Although Arminius died in 1609, the controversy became sharper between his followers, who were
more extreme than Arminius, and the Calvinist, so that the Synod was called to discuss and
pronounce upon the theological differences. The Synod pronounced on the five main disputed
points, namely, predestination and election, the limited extent of the atonement, the broken power
of man’s freewill, the irresistible nature of grace and the final perseverance of the saints, Davenant
wrote to Bishop Hall:
"I know that no man can embrace Arminianism in the doctrines of predestination and grace, but he
must desert the Articles agreed upon by the Church of England; nor in the point of perseverance, but
he must vary from the received opinions of the best approved doctors in the English Church" (p. 18,
English Church in Seventeenth Century, C. Sydney Carter, London 1909).
In 1621 Davenant became Bishop of Salisbury until his death on 20th April 1641. His greatest
influence was in his writings.
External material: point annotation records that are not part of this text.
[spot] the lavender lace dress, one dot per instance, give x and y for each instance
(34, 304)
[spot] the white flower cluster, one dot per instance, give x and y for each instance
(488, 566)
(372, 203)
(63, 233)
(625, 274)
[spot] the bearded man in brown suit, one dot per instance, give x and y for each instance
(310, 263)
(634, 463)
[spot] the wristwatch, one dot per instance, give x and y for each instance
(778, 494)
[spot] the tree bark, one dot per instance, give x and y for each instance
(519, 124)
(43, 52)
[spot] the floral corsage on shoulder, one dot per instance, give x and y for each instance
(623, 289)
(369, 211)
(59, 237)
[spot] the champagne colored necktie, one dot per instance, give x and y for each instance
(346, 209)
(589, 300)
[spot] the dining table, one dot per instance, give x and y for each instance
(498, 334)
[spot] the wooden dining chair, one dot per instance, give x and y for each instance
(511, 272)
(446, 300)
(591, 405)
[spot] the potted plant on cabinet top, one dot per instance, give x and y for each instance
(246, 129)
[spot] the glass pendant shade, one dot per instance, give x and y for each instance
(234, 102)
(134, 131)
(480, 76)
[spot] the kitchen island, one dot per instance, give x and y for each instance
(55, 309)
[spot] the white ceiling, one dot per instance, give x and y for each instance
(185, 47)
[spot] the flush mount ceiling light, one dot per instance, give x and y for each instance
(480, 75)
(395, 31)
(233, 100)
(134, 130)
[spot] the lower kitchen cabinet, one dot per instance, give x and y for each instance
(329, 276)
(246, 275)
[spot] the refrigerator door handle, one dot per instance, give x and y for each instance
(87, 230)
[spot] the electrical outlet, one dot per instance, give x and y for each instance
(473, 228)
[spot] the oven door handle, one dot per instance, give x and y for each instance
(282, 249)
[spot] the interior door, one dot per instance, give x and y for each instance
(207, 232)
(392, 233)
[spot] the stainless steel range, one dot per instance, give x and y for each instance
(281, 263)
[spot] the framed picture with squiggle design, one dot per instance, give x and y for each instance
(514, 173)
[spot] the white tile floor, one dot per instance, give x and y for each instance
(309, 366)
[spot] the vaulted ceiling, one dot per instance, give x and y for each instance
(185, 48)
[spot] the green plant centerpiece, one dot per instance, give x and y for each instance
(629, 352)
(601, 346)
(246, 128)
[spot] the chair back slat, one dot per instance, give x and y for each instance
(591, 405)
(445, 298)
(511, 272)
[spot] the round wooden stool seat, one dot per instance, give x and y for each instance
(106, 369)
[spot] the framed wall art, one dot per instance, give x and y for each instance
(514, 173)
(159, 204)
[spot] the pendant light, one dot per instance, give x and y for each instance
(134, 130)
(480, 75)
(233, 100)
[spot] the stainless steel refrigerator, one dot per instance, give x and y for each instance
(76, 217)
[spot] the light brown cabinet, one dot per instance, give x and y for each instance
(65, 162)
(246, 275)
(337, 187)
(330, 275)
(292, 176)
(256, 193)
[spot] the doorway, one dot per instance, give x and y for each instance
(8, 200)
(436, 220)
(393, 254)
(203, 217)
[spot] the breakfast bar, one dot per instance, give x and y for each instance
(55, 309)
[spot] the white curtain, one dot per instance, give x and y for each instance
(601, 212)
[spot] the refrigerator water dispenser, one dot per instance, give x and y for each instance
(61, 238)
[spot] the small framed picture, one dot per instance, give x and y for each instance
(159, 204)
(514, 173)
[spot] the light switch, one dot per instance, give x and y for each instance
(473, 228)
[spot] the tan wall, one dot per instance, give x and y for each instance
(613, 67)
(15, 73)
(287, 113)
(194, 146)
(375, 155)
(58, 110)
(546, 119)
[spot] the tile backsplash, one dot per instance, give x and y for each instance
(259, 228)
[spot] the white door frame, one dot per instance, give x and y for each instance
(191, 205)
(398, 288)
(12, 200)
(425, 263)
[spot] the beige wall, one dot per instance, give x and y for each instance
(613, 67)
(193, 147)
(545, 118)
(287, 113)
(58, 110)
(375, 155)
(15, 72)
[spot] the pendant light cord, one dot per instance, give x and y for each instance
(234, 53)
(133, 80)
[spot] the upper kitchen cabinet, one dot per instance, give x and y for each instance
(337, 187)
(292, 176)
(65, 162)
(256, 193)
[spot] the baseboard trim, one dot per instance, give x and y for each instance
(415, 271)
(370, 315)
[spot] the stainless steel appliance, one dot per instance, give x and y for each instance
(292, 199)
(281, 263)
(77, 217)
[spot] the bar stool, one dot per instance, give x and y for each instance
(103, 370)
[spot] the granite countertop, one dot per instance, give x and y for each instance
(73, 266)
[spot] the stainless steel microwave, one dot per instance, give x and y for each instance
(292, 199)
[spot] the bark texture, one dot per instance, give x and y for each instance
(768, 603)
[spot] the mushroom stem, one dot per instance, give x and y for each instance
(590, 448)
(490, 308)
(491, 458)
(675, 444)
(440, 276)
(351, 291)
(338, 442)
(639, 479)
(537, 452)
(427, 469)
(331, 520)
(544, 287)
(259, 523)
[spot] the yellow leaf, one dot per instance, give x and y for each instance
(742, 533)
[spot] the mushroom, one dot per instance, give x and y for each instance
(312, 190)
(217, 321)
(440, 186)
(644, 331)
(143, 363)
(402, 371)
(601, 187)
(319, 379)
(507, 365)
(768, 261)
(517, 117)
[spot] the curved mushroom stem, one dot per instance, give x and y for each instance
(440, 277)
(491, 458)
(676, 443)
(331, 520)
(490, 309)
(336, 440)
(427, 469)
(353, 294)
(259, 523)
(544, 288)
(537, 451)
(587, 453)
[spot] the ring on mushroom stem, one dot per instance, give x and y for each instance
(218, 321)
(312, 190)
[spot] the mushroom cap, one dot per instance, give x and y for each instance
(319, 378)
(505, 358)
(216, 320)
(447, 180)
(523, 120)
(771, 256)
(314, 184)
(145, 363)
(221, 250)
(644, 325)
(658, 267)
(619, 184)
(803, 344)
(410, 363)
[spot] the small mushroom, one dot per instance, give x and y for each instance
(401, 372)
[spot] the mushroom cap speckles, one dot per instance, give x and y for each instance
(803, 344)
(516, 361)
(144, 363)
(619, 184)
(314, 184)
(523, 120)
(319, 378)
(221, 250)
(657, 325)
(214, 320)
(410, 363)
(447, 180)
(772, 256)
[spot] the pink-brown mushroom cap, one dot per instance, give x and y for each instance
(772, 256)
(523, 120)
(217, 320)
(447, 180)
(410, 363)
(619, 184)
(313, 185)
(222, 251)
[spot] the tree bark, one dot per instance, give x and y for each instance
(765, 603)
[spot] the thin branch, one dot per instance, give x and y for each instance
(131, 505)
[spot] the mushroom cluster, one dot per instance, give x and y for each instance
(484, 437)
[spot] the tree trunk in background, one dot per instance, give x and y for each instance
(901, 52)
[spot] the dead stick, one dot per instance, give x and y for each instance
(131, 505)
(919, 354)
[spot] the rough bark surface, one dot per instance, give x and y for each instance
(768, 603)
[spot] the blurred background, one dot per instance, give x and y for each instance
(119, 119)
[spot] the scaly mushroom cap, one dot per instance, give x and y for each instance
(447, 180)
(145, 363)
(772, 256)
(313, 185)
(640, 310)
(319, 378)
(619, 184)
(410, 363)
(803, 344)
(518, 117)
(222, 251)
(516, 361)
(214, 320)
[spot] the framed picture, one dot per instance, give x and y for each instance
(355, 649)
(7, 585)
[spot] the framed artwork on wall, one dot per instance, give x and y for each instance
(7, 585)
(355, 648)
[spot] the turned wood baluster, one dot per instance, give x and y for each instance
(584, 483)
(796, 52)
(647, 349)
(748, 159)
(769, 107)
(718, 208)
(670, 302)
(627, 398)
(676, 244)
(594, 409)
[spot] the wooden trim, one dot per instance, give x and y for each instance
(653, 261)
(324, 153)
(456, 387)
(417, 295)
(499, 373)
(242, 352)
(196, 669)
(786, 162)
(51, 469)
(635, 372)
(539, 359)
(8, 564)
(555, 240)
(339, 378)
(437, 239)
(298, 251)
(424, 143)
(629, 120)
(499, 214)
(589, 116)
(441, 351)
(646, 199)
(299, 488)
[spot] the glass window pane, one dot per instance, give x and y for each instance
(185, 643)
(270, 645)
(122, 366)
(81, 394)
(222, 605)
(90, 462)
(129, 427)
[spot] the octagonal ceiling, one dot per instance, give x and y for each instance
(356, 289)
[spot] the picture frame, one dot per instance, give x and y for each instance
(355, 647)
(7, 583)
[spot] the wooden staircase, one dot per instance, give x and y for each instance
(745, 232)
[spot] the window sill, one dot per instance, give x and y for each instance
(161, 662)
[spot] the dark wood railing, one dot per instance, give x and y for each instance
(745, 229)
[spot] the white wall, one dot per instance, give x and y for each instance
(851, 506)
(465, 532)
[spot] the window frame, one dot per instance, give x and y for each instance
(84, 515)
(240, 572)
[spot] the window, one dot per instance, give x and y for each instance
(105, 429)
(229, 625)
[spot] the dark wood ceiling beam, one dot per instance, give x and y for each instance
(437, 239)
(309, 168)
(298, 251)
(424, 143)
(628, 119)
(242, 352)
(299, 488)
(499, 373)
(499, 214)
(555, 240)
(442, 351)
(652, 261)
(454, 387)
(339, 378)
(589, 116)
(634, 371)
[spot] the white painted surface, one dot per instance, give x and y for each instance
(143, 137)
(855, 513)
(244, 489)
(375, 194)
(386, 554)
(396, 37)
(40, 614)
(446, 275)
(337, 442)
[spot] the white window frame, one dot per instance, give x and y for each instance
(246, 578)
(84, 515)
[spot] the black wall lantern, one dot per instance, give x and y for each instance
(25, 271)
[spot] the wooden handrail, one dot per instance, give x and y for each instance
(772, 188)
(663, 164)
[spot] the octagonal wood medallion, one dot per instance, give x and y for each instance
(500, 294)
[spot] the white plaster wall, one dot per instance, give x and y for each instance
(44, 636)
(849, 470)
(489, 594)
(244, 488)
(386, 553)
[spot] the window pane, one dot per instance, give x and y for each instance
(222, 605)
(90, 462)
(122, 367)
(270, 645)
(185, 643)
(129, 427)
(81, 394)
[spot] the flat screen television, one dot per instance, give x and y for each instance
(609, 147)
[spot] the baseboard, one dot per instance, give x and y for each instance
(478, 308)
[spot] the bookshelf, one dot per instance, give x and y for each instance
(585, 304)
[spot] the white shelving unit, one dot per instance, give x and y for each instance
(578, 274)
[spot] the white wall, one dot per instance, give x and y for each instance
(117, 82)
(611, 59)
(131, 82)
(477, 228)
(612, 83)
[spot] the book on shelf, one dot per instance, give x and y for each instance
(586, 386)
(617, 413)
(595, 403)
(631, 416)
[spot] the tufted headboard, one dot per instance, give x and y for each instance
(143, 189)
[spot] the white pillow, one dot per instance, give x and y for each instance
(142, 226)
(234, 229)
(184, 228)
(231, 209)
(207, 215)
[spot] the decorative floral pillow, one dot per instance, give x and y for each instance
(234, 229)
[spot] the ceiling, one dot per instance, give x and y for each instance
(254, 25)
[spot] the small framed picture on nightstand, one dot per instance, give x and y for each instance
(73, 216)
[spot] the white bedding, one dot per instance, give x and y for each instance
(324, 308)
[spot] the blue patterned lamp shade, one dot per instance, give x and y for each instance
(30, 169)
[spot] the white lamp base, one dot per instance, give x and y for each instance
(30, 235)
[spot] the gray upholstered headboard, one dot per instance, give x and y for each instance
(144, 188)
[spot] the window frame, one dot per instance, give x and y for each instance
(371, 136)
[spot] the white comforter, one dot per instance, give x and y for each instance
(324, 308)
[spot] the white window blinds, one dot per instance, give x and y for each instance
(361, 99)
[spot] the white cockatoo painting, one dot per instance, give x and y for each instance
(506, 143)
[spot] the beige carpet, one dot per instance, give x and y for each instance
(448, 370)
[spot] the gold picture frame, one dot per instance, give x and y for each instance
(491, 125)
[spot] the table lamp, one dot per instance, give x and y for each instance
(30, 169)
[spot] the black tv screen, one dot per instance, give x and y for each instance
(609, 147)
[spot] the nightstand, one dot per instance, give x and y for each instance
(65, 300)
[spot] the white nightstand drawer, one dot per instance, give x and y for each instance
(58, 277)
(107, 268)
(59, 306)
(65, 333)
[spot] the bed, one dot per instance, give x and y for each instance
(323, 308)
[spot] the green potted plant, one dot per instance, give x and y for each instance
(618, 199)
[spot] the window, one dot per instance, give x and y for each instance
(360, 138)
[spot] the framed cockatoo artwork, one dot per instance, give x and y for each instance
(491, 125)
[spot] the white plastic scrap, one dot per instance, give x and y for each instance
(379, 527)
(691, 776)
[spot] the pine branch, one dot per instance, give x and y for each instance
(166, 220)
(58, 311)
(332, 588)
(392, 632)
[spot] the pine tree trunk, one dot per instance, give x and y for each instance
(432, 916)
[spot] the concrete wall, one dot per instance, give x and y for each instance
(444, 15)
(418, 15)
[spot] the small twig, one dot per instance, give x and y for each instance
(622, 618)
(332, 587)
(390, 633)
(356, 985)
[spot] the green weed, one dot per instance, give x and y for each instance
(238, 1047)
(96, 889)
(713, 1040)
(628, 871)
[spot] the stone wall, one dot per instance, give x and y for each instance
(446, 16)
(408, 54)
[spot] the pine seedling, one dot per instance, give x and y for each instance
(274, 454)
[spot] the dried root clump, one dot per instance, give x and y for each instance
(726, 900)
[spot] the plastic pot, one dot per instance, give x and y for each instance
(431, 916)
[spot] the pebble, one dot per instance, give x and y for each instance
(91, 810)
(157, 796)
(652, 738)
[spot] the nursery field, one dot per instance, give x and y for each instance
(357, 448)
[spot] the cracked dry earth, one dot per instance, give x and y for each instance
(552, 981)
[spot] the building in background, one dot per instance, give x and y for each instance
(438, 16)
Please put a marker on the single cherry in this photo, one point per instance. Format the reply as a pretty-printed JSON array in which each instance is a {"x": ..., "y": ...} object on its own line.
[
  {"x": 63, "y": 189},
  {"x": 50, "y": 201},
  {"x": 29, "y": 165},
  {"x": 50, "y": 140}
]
Charles Bridges who wrote The Christian Ministry said of Davenant’s
Commentary on Colossians published in 1726, ‘I know no exposition upon a detached portion of
Scripture (with, perhaps the single exception of Owen, on the Hebrews) that will compare with it on
all points’ (p. 168, Life of Bishop Davenant, Morris Fuller, London 1897).
In 1631 Davenant wrote his most important book, A Treatise on Justification, which would have
been one of our standard theological works, if it had not been composed in Latin. The English
translation was not published until 1844-6. At this juncture when the ARCIC II statement on
Salvation and the Church is being discussed it is very instructive to read what Davenant wrote about
"We openly affirm that the righteous God justifies no one, that is, absolves him from guilt, declares him
just, and accepts him to life eternal, which is the reward of righteousness, unless by the intervention of
a true and perfect righteousness, which also becomes truly the righteousness of the justified person
himself. . . no one is justified, but he upon whom God has bestowed a righteousness so complete and
perfect, that God in beholding him cannot but regard as righteous the person upon whom the same is
bestowed." (p. 159, Treatise of Justification. London 1844).
"God, from regard to the obedience performed by Christ, even to the death on the cross, has delivered
us from the punishment due to the transgressors of the law, by imputing to us the satisfaction of
another, as if it had been our own: therefore, from regard to the obedience performed by Christ, even
unto the fulfilling of the law, He will bestow upon us those benefits which are promised to observers
of the law, namely, by imputing to us this righteousness of another, even as if it were our own . . . we
teach, that the righteousness of Christ is imputed to us, and that we are dealt with as if we were
inherently just: even as also the passion of Christ is imputed to us and in respect of it we are so dealt
with, as if we ourselves had paid the penalty due to our sins." (pp. 239-240, op. cit.)
In 1641, Davenant restated his views on predestination in agreement with Article XVII in
Animadversions upon a Treatise entitled: ‘God’s Love to Mankind’. He defended the unconditional
decree of election and maintained that reprobation is of necessity involved in election. He also
wrote An Exhortation to Brotherly Love with the purpose of uniting Evangelical Churches. He
stated the principles of Church unity, and discussed the question of whom we must admit to the
communion of Christ’s Church and whom we ought to exclude.
A Dissertation on the Death of Christ was published in 1650 after Davenant’s death. It contains a
short history of Pelagianism and shows the agreement of the Church of England on general
redemption, election and predestination with the primitive fathers of the Christian Church and
above all with the Bible.
How much healthier the Church of England would be today if her bishops were faithful, as
Davenant was, to the Reformed Faith of the Bible and The Thirty-nine Articles of Religion.